The Orbiting Eco House is the brainchild of architect and designer Michael Jantzen and aims to interact with the natural elements for maximum energy harvesting and solar exposure. The self-powered eco house explores ways in which the movement of certain segments of a house relative to one another and the surrounding landscape can improve its eco and aesthetic functionality. The house consists of two separate structures. The lower structure contains space for general living, bathroom, food preparation, and dinning. The upper level structure contains space for sleeping, studio/office, and bathing. Each of these two structures can be rotated in any direction relative to one another around a center stationary utility core, which also contains a staircase.
On top of the center utility core structure is a large funnel shaped rainwater collection ring that catches and directs the water down into a series of holding tanks for use in and around the house. At the center of the rainwater collection ring, there is a large vertical axis wind turbine. Around the wind turbine there is a series of photovoltaic solar cells and a solar domestic water heating panel. The wind turbine and the solar cells are used to generate electricity which is stored in batteries and used to power the house.
Since the two separate structures are movable around the center utility core, each can be continually reoriented for the optimal position relative to the sun and wind. As an example, each segment of the house can face the sun at the appropriate time of day or year, and/or face away from the sun. Each segment can be turned to catch the prevailing winds and/or turned away, and of course each segment can easily be turned toward the most desirable view.
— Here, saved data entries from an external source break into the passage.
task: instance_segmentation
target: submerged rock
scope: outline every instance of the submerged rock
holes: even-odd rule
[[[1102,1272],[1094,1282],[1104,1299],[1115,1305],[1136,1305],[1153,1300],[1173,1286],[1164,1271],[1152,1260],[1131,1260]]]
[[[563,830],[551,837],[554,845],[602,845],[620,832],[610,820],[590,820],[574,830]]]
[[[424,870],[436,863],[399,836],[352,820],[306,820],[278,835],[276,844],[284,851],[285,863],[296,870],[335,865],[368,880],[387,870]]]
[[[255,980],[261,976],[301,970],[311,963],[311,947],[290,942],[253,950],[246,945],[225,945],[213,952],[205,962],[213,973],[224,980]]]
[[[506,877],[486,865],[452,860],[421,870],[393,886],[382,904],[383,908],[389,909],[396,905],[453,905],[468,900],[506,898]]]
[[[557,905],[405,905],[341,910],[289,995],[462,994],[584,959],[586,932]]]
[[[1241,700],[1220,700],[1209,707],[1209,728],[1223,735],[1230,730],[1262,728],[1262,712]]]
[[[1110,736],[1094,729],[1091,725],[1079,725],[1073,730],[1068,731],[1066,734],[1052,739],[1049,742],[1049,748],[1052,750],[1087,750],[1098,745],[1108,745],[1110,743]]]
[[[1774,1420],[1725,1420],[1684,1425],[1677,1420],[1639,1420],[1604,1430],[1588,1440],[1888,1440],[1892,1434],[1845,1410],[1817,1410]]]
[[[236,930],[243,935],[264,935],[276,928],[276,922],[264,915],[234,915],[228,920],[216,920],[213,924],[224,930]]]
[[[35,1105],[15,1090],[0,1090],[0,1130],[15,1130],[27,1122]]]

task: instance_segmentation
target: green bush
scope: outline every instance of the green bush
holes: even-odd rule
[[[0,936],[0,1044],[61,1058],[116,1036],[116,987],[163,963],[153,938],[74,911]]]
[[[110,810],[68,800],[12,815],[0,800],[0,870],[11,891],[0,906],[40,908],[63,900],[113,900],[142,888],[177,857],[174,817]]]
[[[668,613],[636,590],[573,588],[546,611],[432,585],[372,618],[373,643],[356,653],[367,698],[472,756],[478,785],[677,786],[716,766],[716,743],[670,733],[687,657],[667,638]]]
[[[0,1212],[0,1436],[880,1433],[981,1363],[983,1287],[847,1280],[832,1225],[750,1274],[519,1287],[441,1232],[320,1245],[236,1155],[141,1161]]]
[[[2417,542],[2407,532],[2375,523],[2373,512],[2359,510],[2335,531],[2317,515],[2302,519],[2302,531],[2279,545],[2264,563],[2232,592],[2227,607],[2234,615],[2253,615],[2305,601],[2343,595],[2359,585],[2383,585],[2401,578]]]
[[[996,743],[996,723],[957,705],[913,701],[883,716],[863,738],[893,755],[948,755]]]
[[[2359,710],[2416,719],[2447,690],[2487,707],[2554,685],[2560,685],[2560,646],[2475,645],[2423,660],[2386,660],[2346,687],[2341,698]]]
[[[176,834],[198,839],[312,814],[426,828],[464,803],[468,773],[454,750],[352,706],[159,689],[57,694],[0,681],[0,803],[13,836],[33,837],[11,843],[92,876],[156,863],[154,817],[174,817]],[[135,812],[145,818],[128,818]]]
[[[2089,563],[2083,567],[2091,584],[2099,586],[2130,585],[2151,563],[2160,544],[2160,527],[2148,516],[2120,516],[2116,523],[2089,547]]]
Each segment of the house has a large skylight built into the center of the roof. These skylights have insulated panels built in underneath that can be closed or opened to control heat loss and/or heat gain. They can also be used to exhaust hot air through perimeter vents, which draw in cooler air from under the elevated floors. All of the windows in the house and the large series of sliding glass doors, have built-in insulated panels that can be closed or opened over them from the inside in order to control heat loss and/or heat gain. Light weight phase change materials can be installed in the floors of each segment in order to store passive solar heat in the winter.
In addition, earth pipes can be installed at the site to aid in the heating and cooling of the house through the center utility core. Waterless toilets are to be used, and all plumbing and electrical hook-ups are controlled through specially designed rotatable connections. The primary construction technique would investigate the use of structural insulated foam panels, with an appropriate monolithic coating of a light weight concrete composite.